Hinde Street Methodist Church G.V. II Church. 1881-87 by James Weir. Gault brick, channelled to ground floor, and brown stone dressings; slate roof. Corner site. A classical church design with some English Baroque references. The front has slightly projecting, central, 2-storeyed, pedimented entrance portico flanked by pavilions (reminiscent of St. Paul's Cathedral and similarly with paired columns and carved tympanum). Rising over western corner pavilion is a 3-stage octagonal tower and spire, set above 4 solid finialed pinnacles at corners; lower stage has semicircular arched windows with engaged Corinthian columns at angles supporting entablature and balustrade; smaller middle stage with narrow semicircular arched openings; spire stage supported by consoles above pilasters. Beyond corner pavilion the 4-bay return to Thayer Street sets back, with ground floor windows, as on front, with cornices on consoles, while the gallery windows have dentilled pediments on pilasters and inset balustrades; the bays are divided by superimposed orders of Doric and Corinthian engaged columns; crowning entablature and balustraded parapet. The eastern corner pavilion originally intended to have balancing tower and spire.

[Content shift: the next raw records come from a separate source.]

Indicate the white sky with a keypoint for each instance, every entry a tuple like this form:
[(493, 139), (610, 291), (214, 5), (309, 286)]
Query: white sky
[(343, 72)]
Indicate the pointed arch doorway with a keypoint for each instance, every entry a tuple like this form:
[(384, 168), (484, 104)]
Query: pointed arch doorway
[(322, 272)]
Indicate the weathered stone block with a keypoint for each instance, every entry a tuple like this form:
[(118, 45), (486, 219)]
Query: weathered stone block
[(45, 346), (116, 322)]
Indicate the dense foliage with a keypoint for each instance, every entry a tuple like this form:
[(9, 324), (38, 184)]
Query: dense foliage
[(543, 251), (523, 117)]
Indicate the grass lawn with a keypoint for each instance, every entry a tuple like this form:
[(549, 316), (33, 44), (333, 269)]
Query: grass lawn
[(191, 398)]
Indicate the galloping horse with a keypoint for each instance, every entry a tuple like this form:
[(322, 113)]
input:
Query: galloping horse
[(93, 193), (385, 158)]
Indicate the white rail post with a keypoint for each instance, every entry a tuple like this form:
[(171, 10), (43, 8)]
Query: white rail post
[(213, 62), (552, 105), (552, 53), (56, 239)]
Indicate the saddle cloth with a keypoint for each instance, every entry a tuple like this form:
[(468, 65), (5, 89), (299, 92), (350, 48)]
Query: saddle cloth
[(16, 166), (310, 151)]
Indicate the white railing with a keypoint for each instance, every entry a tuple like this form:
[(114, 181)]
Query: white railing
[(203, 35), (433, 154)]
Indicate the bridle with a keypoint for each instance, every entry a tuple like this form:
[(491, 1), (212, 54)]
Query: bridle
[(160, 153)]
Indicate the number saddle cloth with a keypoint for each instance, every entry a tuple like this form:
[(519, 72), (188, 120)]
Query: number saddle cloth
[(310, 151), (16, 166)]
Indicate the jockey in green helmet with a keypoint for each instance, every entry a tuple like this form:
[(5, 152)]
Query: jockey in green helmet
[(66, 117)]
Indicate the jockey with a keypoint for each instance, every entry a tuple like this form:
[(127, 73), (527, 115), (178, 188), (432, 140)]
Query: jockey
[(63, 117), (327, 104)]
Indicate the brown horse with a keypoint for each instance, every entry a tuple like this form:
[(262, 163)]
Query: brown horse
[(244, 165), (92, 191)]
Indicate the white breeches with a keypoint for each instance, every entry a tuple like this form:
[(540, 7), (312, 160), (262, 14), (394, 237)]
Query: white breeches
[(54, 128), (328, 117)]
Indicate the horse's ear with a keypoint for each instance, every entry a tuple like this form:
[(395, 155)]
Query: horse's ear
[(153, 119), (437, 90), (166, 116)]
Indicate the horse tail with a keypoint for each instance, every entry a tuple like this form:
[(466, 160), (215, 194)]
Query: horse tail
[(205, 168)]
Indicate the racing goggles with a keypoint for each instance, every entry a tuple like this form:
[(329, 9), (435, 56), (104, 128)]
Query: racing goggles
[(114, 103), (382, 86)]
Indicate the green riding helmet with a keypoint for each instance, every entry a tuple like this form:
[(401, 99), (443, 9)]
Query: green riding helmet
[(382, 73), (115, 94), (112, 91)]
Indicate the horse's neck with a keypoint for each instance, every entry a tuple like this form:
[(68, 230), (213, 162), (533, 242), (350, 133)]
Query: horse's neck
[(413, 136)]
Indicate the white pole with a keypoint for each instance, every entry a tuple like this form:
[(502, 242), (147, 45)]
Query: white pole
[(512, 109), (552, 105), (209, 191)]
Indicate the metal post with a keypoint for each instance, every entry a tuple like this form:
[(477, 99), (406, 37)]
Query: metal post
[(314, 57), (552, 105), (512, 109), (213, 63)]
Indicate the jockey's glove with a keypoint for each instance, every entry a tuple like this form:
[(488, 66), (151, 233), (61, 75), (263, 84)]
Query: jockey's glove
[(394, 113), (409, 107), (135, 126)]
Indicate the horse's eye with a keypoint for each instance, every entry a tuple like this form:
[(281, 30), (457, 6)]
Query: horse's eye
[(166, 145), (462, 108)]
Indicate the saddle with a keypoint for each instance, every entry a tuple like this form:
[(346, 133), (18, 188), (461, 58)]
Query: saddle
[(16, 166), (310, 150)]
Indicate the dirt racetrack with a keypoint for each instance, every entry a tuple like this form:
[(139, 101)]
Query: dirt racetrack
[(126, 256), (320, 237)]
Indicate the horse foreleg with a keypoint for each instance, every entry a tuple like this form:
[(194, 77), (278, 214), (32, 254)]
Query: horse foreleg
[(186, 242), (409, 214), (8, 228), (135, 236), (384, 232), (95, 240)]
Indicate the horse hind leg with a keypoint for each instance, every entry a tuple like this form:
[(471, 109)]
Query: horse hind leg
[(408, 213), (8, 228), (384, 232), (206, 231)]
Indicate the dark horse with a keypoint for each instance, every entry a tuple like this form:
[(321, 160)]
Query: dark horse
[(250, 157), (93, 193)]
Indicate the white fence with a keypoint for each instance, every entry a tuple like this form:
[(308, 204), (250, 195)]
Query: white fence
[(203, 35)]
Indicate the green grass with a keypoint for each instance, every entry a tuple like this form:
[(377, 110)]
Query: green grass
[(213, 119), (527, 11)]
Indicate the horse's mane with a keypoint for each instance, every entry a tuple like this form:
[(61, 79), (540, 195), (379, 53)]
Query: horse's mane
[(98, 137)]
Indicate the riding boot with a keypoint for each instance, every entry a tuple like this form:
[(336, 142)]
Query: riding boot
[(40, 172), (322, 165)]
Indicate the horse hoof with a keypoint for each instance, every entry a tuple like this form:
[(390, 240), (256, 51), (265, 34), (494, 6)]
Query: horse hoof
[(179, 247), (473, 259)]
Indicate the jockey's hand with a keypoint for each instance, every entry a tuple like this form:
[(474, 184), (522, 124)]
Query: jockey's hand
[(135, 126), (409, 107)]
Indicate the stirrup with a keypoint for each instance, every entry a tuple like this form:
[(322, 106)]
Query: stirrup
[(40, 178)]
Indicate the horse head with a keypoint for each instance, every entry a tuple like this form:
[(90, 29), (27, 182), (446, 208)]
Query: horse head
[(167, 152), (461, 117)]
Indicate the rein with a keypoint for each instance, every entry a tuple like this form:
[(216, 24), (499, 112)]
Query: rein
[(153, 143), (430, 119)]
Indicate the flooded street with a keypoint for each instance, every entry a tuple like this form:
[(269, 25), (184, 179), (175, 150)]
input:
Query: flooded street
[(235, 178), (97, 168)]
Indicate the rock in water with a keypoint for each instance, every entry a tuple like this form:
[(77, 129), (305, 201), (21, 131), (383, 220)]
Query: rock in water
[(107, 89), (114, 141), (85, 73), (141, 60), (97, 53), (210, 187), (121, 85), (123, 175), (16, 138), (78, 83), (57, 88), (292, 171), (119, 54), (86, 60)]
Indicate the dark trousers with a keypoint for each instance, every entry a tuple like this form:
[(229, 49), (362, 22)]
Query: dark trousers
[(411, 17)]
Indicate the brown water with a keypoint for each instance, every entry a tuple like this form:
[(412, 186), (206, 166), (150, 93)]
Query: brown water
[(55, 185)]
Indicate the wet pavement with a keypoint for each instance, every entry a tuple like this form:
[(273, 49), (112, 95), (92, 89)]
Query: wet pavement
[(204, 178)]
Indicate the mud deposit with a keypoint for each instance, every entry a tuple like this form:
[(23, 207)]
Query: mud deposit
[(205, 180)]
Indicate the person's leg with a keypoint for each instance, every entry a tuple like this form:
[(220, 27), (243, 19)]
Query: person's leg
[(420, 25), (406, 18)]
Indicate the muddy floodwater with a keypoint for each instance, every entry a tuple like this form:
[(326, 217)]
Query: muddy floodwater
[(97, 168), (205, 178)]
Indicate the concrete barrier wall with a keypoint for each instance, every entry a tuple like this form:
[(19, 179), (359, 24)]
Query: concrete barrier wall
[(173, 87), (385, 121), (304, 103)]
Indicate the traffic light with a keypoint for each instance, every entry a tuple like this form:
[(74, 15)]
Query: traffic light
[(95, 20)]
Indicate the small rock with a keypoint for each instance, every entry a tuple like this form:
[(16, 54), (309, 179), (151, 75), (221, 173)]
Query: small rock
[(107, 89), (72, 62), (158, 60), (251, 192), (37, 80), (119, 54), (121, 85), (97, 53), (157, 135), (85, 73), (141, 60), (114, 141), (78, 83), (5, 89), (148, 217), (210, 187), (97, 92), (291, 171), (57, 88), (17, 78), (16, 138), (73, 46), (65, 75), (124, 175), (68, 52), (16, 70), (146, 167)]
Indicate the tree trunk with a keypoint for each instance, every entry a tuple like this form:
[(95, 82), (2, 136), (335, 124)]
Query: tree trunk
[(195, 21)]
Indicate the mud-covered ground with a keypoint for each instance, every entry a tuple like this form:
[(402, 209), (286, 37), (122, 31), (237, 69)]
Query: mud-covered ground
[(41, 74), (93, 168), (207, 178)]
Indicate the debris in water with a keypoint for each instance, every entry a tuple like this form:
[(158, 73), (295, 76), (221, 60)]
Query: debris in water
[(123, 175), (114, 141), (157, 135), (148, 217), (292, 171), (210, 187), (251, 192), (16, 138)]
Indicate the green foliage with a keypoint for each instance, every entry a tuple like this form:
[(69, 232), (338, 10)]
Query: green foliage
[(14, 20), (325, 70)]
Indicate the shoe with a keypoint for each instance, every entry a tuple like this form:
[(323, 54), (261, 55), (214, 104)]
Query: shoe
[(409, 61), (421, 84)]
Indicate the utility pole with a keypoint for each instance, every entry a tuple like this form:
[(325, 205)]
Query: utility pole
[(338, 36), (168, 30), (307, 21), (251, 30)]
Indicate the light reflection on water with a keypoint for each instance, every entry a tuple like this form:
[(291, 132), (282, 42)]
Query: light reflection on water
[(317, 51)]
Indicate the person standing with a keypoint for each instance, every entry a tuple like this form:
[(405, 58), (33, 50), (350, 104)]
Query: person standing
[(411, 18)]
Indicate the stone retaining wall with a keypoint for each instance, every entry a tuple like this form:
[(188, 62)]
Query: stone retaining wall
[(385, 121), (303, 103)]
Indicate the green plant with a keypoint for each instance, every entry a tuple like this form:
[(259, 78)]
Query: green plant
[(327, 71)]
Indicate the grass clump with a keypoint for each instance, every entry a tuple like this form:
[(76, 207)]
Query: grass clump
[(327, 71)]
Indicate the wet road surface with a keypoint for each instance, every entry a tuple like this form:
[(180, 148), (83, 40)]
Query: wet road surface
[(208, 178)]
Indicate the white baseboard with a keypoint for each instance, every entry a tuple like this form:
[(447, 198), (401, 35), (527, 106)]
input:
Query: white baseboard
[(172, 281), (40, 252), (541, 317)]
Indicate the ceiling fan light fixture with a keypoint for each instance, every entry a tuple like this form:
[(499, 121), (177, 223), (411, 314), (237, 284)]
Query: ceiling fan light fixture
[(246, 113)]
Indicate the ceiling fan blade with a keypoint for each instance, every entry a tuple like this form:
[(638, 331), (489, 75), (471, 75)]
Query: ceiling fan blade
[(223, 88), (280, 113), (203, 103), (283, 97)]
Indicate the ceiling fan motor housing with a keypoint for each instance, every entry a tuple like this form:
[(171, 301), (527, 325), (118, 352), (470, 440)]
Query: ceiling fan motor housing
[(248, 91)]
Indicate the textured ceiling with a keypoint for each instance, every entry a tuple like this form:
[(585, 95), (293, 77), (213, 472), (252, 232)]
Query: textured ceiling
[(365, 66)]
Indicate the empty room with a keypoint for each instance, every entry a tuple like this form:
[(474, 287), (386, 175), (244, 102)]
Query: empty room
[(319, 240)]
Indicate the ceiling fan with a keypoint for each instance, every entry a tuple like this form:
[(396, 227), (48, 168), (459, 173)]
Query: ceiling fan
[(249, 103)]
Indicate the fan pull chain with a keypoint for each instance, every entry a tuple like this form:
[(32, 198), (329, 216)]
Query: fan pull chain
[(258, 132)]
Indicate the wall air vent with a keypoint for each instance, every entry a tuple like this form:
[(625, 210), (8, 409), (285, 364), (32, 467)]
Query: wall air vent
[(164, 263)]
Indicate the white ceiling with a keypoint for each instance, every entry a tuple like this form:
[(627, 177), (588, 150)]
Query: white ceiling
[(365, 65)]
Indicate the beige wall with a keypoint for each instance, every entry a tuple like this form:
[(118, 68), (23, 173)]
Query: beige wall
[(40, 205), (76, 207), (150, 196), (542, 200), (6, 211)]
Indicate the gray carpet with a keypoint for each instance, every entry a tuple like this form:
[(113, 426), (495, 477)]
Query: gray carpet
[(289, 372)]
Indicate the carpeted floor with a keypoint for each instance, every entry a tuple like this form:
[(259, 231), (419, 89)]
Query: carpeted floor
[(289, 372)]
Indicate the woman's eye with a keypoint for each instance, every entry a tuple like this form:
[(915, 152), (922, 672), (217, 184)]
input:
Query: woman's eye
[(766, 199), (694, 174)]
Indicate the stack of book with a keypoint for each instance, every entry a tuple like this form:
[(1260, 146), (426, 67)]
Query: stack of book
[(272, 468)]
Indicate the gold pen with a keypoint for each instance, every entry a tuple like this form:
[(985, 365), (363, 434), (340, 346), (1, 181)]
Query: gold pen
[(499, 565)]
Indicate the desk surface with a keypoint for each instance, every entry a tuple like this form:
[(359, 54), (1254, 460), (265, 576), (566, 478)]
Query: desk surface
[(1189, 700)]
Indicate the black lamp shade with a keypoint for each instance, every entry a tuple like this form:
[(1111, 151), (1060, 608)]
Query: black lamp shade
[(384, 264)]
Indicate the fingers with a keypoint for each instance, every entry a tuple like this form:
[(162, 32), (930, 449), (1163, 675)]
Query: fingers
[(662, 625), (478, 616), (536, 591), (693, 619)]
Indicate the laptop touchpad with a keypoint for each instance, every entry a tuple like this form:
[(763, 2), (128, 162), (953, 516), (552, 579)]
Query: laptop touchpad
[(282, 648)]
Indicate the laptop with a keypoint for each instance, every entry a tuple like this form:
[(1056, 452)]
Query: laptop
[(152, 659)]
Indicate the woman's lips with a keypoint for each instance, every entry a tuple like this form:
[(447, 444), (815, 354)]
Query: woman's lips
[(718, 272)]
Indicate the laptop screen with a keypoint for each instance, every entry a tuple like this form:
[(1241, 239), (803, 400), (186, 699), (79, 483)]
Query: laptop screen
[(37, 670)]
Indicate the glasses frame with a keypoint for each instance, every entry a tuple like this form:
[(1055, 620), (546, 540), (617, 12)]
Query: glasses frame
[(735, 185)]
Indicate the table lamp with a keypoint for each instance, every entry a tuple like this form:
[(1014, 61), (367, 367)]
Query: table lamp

The original Methodist chapel on this site was built in 1810. Charles Wesley's widow, Sarah, one of his two sons, also called Charles, and his daughter, Sally, lived together nearby and were 'class members'.
Today, Hinde Street Methodist Church is still a thriving Methodist church. The chapel building is the second on the site, dating from 1887, and the most impressive of the designs of Weslyan Methodist architect, James Weir.
The interior is very attractive, in a traditionally Methodist style with a gallery around three sides and a high pulpit, and contains many important memorial tablets to early Methodists, such as Adam Clarke and Mark Guy Pearse.
The linked adjacent building, 19 Thayer Street, was rebuilt in 1980 behind the 19th century façade and now houses the West London Mission. Hugh Price Hughes Lectures given annually.
Worship services
10am traditional (1936 Order) Holy Communion; 11am Morning Worship, including Junior Church and Crèche, and followed by lunch on 4th Sunday of month; 6.30pm reflective Evening Worship (usually for smaller group of younger congregation)
Also nearby
Plaque on the King’s Head public house, Wheatley (formerly Great Chesterfield) Street commemorates the London house where Charles Wesley lived and died. Charles Wesley Memorial and Garden, Marylebone High Street, London, commemorates where Charles and members of his family are buried.